Zum 01.09.1993 wurde die Firma "W AG, Sparte AIR" in die "B Recycling GmbH" umgewandelt, an der die W AG zu 24,9 % und die Firma S zu 75,1 % beteiligt waren. Im Handelsregister war als Gegenstand des Unternehmens eingetragen "die Herstellung und der Vertrieb von Aluminiumoxid und Aluminium, die Aufbereitung, Verwertung und Entsorgung von Reststoffen und anderen Rückständen und/oder der Vertrieb von Materialien, die aus Reststoffen gewonnen werden und/oder Leistungen auf dem Gebiet der Umwelttechnik, insbesondere der Aufbereitung, Verwertung oder Entsorgung von Reststoffen, oder der Umweltanalytik, Produktionsüberwachung und Qualitätskontrolle".
Mit Aufnahmebescheid vom 18.01.1994 teilte die Beklagte der B Recycling GmbH mit, dass sie, die Beklagte, ab dem 01.09.1993 der zuständige Unfallversicherungsträger sei.
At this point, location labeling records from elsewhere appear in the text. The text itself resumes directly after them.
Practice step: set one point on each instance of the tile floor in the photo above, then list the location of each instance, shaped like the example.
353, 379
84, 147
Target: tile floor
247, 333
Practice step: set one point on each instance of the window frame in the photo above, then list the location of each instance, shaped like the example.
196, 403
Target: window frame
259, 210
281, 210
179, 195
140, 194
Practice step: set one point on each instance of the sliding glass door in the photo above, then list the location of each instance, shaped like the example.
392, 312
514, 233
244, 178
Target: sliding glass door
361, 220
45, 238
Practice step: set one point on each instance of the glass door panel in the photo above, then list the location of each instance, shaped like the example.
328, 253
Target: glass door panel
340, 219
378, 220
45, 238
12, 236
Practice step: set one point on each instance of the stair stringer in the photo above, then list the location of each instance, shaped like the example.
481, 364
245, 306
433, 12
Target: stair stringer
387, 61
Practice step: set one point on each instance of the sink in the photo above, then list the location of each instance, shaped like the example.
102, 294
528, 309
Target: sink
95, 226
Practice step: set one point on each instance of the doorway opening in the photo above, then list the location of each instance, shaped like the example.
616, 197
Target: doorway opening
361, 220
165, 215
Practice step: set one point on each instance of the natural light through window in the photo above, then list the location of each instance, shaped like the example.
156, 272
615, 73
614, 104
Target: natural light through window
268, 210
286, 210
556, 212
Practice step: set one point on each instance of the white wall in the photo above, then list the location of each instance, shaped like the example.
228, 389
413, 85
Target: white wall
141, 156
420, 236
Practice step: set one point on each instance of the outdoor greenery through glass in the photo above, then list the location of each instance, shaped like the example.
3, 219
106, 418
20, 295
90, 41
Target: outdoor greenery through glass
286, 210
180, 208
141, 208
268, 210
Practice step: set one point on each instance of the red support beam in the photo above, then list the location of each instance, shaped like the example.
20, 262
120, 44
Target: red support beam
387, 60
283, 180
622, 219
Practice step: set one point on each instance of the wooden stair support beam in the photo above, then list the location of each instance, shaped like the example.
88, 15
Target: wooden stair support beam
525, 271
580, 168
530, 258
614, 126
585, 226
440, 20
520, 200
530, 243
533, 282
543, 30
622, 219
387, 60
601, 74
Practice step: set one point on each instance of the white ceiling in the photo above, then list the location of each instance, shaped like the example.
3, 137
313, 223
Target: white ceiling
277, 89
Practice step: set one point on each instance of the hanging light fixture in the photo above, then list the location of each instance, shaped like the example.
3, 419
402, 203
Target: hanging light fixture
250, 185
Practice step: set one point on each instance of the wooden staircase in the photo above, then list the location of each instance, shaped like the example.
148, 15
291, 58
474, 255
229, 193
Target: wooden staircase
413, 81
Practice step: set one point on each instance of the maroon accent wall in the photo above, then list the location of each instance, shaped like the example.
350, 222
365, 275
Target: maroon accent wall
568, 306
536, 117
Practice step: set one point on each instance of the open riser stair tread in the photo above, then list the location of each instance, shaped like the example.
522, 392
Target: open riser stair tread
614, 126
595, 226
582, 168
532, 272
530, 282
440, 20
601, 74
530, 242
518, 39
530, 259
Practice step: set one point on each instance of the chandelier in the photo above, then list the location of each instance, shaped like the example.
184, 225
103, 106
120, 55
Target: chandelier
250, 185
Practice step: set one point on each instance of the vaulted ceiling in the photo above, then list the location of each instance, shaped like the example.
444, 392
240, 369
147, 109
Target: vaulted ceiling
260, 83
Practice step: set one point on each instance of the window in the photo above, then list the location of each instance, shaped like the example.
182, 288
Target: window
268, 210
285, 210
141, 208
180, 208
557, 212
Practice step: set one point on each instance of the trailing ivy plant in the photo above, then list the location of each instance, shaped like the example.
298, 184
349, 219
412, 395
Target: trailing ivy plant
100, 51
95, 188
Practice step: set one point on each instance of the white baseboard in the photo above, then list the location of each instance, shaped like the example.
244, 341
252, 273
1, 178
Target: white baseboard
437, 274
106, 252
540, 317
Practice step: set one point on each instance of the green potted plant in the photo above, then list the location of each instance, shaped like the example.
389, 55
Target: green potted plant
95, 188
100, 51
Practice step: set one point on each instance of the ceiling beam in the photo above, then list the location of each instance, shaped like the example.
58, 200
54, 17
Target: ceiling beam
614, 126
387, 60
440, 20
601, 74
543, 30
Gleichzeitig veranlagte die Beklagte die B Recycling GmbH zu der Gefahrtarifstelle 210 (Gewerbezweig: Chemisch-technisches Verwerten von Abfällen und Entsorgungsanlagen für Sonderabfälle) und zur Gefahrklasse 4,2 des Gefahrtarifs 1989. Nachdem der Unternehmensbereich "Anlagenbau, Gießereitechnik, allgemeiner Maschinenbau" mit Wirkung zum 01.11.1994 verselbständigt worden war und seither unter "LÜKO Maschinen- und Anlagenbau GmbH" firmierte, wurde dieser Unternehmensbereich ab dem 1.11.1994 an die Maschinenbau- und Metall-Berufsgenossenschaft überwiesen. Mit Bescheid vom 31.10.1995 wurde die B Recycling GmbH aufgrund des Inkrafttretens des Gefahrtarifs 1995 ab dem 01.01.1995 zu der Gefahrtarifstelle 210 und zur Gefahrklasse 3,2 veranlagt.
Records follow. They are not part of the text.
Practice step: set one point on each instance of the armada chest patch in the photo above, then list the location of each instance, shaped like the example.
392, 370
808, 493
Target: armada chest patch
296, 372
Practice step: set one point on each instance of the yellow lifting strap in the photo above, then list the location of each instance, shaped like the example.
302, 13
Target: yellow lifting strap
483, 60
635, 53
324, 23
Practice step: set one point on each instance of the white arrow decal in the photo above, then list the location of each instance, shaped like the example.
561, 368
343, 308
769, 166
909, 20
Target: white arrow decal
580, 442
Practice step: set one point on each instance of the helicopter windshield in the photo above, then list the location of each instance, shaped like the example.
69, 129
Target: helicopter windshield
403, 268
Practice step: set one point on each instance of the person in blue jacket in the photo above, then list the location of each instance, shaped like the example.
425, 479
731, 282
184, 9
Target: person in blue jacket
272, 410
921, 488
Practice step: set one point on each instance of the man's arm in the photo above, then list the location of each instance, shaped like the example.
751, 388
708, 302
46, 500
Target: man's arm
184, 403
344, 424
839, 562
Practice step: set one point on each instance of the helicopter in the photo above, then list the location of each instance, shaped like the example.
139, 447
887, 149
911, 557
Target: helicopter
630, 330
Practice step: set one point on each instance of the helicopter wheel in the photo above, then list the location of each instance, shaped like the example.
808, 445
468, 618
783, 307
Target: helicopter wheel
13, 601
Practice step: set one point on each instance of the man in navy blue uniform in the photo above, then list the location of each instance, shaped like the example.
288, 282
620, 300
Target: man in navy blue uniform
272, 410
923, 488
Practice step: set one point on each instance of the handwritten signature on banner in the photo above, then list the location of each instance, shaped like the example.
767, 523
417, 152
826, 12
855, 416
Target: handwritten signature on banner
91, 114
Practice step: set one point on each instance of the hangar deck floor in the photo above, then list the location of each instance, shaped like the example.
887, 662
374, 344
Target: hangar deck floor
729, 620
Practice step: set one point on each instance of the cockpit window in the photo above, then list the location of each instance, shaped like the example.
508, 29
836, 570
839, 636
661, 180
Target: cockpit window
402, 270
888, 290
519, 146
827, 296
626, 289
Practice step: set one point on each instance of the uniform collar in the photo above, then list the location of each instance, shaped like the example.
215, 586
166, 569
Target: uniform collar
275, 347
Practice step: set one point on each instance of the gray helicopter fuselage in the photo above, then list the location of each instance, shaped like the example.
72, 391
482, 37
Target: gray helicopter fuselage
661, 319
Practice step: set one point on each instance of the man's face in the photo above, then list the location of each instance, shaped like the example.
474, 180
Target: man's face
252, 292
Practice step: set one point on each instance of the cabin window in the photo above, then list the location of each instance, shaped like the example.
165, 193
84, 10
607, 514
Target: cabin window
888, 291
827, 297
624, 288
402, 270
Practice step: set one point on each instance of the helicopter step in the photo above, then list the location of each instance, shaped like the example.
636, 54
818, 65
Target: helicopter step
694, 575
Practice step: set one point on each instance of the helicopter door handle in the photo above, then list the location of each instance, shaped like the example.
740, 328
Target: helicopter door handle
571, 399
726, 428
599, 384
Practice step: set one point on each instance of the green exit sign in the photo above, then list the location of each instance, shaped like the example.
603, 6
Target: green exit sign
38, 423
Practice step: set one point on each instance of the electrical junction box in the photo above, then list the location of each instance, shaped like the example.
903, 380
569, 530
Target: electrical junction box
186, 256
Nach einer vollständigen Einbindung in die S-Unternehmensgruppe firmierte die bisherige B Recycling GmbH zum 01.03.1996 um in S M-werk Recycling GmbH. Diese teilte der Beklagten mit Schriftsatz vom 17.04.1996 mit, bei der Umfirmierung handele es sich um eine reine Namensänderung, das Unternehmen bleibe identisch. Ab dem 01.10.1998 lautete die Firmenbezeichnung sodann S M-werk GmbH. In der Gewerbe-Anmeldung bei der Stadt M war zur angemeldeten Tätigkeit ausgeführt: "Aufbereitung industrieller Rückstände: Gips, Laugen, Metallschlacke, Filterkuchen, Produktion + Verkauf von Gipsprodukten, Abwasserchemikalien, Metallgranulaten". Seit dem 01.01.2005 firmiert die Klägerin unter S Production GmbH.
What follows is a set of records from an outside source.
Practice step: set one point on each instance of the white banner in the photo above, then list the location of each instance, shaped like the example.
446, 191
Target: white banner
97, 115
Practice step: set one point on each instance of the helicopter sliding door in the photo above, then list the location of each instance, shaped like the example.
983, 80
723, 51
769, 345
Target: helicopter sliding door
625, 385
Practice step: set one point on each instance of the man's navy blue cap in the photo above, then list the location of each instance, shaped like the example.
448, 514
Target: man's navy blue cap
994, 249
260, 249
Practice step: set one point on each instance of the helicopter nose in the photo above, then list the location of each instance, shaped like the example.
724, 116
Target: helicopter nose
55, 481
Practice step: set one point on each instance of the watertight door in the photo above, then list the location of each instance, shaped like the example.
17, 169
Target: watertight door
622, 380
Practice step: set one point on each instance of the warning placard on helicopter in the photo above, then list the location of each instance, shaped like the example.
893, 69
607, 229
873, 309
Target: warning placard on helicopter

Mit Inkrafttreten des GT 2001 wurde die Klägerin mit Bescheid der Beklagten vom 23.07.2001 ab dem 01.01.2001 zur Gefahrtarifstelle 20 und der Gefahrklasse 4,2 veranlagt. Unter der Gefahrtarifstelle 20 sind "Betriebe der Abfallverwertung nach chemisch-technischen Verfahren" und "Verwertungsbetriebe für Tierkörper und tierische Abfallprodukte" zusammengefasst. Im GT 2001 wird unter diesem Gewerbezweig weiter ausgeführt: "Recyclingprodukte, z.B. Öle, Kunststoffe u.ä. Produkte, Brennstoffe; Knochenleim, Hautleim, technische Gelatine, Futtermittel, Hornspäne, Knochenmehl u.ä. Produkte".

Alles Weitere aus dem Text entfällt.